Terkait dengan proses sertifikasi halal , maka ada beberapa hal yang perlu diperhatikan, (1) Kebijakan Halal, Manajemen Puncak harus menetapkan Kebijakan Halal dan mensosialisasikan kebijakan halal kepada seluruh pemangku kepentingan (stake holder) perusahaan. (2) Tim Manajemen Halal , Manajemen Puncak harus menetapkan Tim Manajemen Halal yang mencakup semua bagian yang terlibat dalam aktivitas kritis serta memiliki tugas, tanggungjawab dan wewenang yang jelas. (3).  Pelatihan dan Edukasi, Perusahaan harus mempunyai prosedur tertulis pelaksanaan pelatihan.
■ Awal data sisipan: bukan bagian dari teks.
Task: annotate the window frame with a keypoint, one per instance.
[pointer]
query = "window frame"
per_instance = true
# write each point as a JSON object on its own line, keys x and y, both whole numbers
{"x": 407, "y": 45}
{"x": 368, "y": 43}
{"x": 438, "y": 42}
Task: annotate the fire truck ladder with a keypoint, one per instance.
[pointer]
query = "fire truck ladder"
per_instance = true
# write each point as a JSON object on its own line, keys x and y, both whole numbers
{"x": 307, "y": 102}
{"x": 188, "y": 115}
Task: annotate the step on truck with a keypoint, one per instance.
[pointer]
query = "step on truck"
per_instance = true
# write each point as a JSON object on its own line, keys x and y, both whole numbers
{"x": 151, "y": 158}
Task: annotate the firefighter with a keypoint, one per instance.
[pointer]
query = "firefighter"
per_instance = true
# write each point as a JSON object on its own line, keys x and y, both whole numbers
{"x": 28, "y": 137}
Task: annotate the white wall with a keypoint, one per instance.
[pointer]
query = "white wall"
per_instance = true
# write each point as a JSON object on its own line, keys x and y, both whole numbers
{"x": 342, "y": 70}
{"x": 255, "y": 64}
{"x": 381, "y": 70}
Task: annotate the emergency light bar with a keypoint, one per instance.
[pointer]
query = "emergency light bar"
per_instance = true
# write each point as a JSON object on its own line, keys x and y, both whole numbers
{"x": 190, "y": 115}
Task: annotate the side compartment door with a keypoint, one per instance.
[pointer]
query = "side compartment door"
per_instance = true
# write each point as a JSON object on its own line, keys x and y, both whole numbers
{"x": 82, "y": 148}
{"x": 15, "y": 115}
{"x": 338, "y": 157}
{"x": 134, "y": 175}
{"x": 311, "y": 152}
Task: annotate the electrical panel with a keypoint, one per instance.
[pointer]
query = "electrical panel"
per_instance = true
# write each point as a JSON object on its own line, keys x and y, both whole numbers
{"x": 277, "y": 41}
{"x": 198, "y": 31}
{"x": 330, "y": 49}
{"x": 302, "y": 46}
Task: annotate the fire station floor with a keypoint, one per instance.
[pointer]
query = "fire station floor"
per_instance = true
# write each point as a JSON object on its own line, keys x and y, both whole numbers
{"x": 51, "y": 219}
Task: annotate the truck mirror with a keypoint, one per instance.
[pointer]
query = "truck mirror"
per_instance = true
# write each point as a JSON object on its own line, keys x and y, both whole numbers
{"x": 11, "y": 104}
Pelatihan internal harus dilaksanakan minimal setahun sekali dan pelatihan eksternal harus dilaksanakan minimal dua tahun sekali. (4). Bahan, Bahan yang digunakan dalam pembuatan produk yang disertifikasi tidak boleh berasal dari bahan haram atau najis. Perusahaan harus mempunyai dokumen pendukung untuk semua bahan yang digunakan, kecuali bahan tidak kritis atau bahan yang dibeli secara retail. (5) Produk, Karakteristik/profil sensori produk tidak boleh memiliki kecenderungan bau atau rasa yang mengarah kepada produk haram atau yang telah dinyatakan haram berdasarkan fatwa MUI. Merk/nama produk yang didaftarkan untuk disertifikasi tidak boleh menggunakan nama yang mengarah pada sesuatu yang diharamkan atau ibadah yang tidak sesuai dengan syariah Islam. Produk pangan eceran (retail) dengan merk sama yang beredar di Indonesia harus didaftarkan seluruhnya untuk sertifikasi, tidak boleh jika hanya didaftarkan sebagian. (6)  Fasilitas Produksi,  Industri pengolahan: (i) Fasilitas produksi harus menjamin tidak adanya kontaminasi silang dengan bahan/produk yang haram/najis; (ii) Fasilitas produksi dapat digunakan secara bergantian untuk menghasilkan produk yang disertifikasi dan produk yang tidak disertifikasi selama tidak mengandung bahan yang berasal dari babi/turunannya, namun harus ada prosedur yang menjamin tidak terjadi kontaminasi silang.

Kegiatan temu usaha peningkatan kemampuan lembaga petani ini dihadiri sekitar 100 orang peserta. (Oleh , Syahrinaldi, Dinas Pertanian Kabupaten Bintan, Provinsi Kepulauan Riau ).